Here's a guide posted by Nick Gammon for checking if your Arduino is bricked Is My Arduino Bricked ?

1
  • I will read this guide; thank you for the link.
    – pouzzler
    Mar 31 '16 at 21:00
0

Try lighting up the LED without using any resistance in the middle, if that doesn't work try with a LED which consumes less current even if that doesn't work put the pin to HIGH state in code and measure the voltage of the given pin using a multimeter it should read above 3.3V. If neither of these work then you can be sure that your arduino is fried

3
  • Measuring between ground and that pin, is that correct?
    – pouzzler
    Mar 31 '16 at 20:09
  • Yes, Measure between the ground and the pin Mar 31 '16 at 20:37
  • I put a LED between GND and the pin directly in the arduino, and it worked
    – pouzzler
    Mar 31 '16 at 21:00
0

You haven't exactly got the LED connected to pin 9, as in the code, have you?

I find it hard to believe that you can upload new sketches, but none of the pins work. Try pins 0 or 1, in the sketch, for example.
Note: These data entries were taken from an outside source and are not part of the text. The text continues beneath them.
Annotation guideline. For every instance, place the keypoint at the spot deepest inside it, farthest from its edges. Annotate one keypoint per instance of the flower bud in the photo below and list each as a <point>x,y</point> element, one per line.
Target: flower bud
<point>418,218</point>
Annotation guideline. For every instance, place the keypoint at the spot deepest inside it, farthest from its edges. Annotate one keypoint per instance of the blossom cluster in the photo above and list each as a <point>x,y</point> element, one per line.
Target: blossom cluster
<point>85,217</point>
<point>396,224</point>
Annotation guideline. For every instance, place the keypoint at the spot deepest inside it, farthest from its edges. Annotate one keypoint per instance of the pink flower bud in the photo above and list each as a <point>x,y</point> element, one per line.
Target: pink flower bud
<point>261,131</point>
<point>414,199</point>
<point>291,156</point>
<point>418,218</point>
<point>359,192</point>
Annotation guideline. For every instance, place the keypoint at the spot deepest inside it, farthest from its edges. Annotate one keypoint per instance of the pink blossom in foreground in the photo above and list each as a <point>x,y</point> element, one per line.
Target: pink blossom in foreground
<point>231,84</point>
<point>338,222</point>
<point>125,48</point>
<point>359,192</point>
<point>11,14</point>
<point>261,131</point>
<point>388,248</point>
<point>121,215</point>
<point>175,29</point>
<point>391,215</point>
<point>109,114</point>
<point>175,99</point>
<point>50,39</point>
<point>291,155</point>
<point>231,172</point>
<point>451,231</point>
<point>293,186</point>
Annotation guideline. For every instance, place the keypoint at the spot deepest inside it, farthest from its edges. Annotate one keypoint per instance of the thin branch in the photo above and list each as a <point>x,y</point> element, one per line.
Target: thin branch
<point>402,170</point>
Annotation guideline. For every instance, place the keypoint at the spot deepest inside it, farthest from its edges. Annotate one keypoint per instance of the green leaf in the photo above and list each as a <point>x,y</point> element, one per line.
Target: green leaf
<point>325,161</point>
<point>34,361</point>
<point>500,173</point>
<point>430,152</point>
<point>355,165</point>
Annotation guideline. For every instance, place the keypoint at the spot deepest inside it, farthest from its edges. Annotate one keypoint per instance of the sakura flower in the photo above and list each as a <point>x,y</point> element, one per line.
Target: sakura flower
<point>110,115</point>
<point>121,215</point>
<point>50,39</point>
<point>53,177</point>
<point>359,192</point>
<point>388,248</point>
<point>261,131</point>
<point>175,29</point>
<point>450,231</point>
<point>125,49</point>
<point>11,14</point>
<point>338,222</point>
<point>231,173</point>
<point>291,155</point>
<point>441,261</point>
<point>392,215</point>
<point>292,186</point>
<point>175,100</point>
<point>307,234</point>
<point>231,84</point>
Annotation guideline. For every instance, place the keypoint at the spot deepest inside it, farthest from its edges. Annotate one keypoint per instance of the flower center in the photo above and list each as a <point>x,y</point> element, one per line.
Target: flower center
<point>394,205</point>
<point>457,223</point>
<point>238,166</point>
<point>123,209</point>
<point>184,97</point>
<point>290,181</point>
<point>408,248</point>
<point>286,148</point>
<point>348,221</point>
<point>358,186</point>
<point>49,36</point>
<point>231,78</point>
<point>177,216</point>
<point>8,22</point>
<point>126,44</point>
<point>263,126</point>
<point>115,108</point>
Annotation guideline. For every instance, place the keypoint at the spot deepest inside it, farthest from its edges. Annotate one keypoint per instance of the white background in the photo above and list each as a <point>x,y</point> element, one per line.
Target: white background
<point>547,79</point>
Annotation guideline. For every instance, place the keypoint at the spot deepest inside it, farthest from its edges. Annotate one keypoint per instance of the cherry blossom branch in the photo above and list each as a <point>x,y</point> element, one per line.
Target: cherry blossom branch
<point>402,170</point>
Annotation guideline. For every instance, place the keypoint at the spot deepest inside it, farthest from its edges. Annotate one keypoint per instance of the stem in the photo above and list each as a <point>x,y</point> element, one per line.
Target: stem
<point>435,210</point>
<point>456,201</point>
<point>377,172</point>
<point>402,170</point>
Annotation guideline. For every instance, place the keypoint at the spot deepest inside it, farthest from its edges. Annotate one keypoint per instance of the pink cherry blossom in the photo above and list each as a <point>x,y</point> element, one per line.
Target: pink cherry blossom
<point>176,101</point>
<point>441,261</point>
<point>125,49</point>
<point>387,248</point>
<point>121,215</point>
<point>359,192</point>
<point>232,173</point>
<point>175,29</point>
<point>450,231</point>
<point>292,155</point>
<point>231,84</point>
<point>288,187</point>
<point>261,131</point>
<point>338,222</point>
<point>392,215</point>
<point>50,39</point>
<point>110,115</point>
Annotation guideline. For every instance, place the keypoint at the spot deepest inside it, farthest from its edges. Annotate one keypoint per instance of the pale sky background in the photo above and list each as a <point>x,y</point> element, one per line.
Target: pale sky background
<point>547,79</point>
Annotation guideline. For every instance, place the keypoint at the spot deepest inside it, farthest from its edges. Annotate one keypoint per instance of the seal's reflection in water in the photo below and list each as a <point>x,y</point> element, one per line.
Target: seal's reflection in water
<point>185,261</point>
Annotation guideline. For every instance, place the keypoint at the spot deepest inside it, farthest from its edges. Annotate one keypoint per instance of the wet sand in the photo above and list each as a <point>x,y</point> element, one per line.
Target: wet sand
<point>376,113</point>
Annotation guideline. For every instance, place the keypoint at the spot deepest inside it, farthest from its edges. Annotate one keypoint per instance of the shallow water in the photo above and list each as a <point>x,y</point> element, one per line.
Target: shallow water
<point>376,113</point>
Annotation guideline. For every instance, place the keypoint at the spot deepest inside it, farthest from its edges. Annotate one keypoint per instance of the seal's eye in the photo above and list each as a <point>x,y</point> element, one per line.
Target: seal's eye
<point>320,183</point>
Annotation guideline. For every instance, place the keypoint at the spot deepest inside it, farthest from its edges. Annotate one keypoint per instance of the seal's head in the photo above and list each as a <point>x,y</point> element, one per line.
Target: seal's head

Or the whole lot:

void setup() {
  for (int i = 0; i < 20; i++)
    pinMode (i, OUTPUT);
}

void loop() {
  for (int i = 0; i < 20; i++)
  {
    digitalWrite(i, HIGH);
    delay(1000);
    digitalWrite(i, LOW);
    delay(1000);
  }
}

Now methodically test every pin.


What happens if you plug the white jumper into 5V rather than the current digital pin 12

The LED doesn't light.

Something's wrong with your testing. The processor cannot be powering up, and accepting new sketches, yet not have power to the +5V pin.

1
  • you're going to have to wait 40 seconds (worst case) for one blink? I would advise setting all pins HIGH, then put a delay, then put all pins LOW and put a delay again. (Instead of putting a delay between each set)
    – Paul
    Apr 1 '16 at 9:33
0

It it possible the non-working LED got wired backward (it wouldn't be the first time!)? If the LED is clear enough, hold it up to the light and look inside the plastic bubble. There will be two bits of metal, one attached to each lead. One of them is significantly larger than the other; that's the cathode and it needs to be connected to the more negative side of the circuit. Here's a picture.

0

My arduino is not bricked, I just don't know how many things I don't understand about electronics, and make every single mistake I can make, especially while cabling.